The truth of the matter is measuring innovation is as simple as aligning your innovation initiatives with your business objectives. While innovation can be measured in many different ways, the following bullet points will give you examples to use when framing your metrics and analytics:

  • What to Measure: Focus on measuring the things innovation is designed to impact: process, growth, differentiation, and profitability.
  • Innovation as a Percentage: Measure the trends…Look at the sales growth or contribution margin caused by products or services launched within the near term (i.e. past three years) as a percentage of the overall line item. The greater the influence of innovation as a growing percentage of the whole category is measured, the more healthy, vibrant, and sustainable your enterprise is…
  • Track Efficiency Gains: Measure speed to market, milestone hit rates, benchmark productivity, and other metrics designed to measure innovation’s impact on process and efficiency.

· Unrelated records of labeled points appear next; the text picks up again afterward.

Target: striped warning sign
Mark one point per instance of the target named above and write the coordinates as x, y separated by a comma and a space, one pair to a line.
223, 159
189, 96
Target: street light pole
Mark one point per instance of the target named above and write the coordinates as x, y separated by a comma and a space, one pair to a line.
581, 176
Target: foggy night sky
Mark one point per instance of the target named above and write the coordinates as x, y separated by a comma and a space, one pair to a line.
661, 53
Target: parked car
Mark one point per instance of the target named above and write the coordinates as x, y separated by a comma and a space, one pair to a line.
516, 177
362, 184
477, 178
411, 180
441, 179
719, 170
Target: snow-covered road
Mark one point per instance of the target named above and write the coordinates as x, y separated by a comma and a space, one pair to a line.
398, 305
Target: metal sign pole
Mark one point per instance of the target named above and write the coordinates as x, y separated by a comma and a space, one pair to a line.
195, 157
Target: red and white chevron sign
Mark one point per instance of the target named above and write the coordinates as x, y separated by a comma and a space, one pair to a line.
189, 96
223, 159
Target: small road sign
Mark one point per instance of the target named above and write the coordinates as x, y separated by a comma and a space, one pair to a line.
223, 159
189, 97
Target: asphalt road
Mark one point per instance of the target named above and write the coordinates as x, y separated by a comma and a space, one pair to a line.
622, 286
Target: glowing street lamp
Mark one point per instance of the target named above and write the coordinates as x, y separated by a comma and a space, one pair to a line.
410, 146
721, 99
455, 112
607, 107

  • Track Competitive Separation: Measure how innovation is impacting win/loss ratios, changes in market share, increases in brand equity, competitive differentiation, and other competitive metrics tied to innovation initiatives.

The bottom line is that most of the current market data indicate that companies that embrace innovation as a key business driver are the fastest growing and most profitable companies in the market. Businesses that use innovation to create, disrupt, and disintermediate will attract the best talent, have higher brand loyalty, and have the best chance at long-term sustainability. Don’t hesitate…innovate!